The Truth About GPPSS Taxes

Local school districts are not above receiving criticism, but it ought to be factual. Public bashing of the Grosse Pointe Public School System is in vogue, but the truth should matter.

A letter published by the Grosse Pointe News last week claims to debunk “myths” about the GPPSS such as that “families in select communities like the Grosse Pointes, in order to benefit from a perceived ‘better’ public school district, seemingly giving their child a better education for those higher tax dollars than what another communities district would deliver for lower property taxes.”

The writer implies “based on comparative data” (which is conveniently not stated) that GPPSS taxes are higher and therefore “academic achievement” should be higher.

So higher taxes should deliver better results? Here’s a sampling of districts in Wayne, Oakland, Macomb, and Washtenaw counties whose aggregate school property taxes (Homestead Millages) are higher than the GPPSS’:

  • Ecorse Public Schools
  • Hazel Park Public Schools
  • River Rouge Public Schools
  • Inkster Public Schools
  • Southfield Public Schools
  • South Redford Public Schools
  • Trenton Public Schools

Not exactly a “Newsweek” list. I could go on. In fact I could list the 30 school districts in these four counties whose local school Homestead millage rates are higher than the GPPSS’s.

If the letter writer and the Grosse Pointe News understood how school funding and taxes actually worked they could have made a clever argument in an attempt to correlate taxes and educational outcomes. Allow me to help them with this possible theory.

“The reason why “academic achievement” in the GPPSS is declining is that GPPSS school tax rates have dropped nearly 20% over the last three years.”

Of course this logic is a faulty as the original – but it is true. GPPSS Homestead Property school tax rates have dropped 19% from 2020 levels and this trend will continue. The GP News letter knows just enough about how the Hold Harmless levies work to get it all wrong.

Hold Harmless tax levies have become less and less valuable in the mechanics of Michigan school funding as Proposal A continues to deliver on its promise to equalize per pupil funding. This will not stop. So I have bad news for the GP News and the letter writer. Your taxes will continue to decline

For even more precision we could also look at Taxable Value – which the letter writer failed to analyze as well. Millage rates don’t tell the whole story. Taxes paid are the product of Homestead Millage Rates times Taxable Value. The letter writer trades on one of the long standing myths of Grosse Pointe property values.

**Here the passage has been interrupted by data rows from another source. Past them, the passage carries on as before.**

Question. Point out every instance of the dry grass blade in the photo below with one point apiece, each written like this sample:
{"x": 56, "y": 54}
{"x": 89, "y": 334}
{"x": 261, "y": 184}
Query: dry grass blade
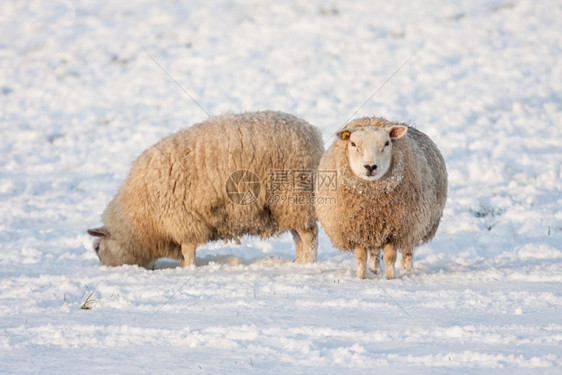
{"x": 89, "y": 303}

On a per pupil basis, GPPSS Homestead Property taxable value is 9th among the four counties referenced above. For all the vaunted comparisons between Grosse Pointe and “like districts” Birmingham and Bloomfield, the truth is GPPSS’ per pupil Homestead taxable value is nearly 70% lower than those two Oakland County blue-bloods. And, oh by the way, their local school property tax rates are higher as well.

If other districts wanted to use the same logic to identify their “like districts” do you know who might compare themselves to the GPPSS? Eastpointe, Warren Woods, Lakeview, Allen Park Public Schools. All of these have per pupil Homestead Taxable Value about 70% lower than the GPPSS.

The GPPSS is not above criticism, but I encourage my fellow community members to think critically about these matters.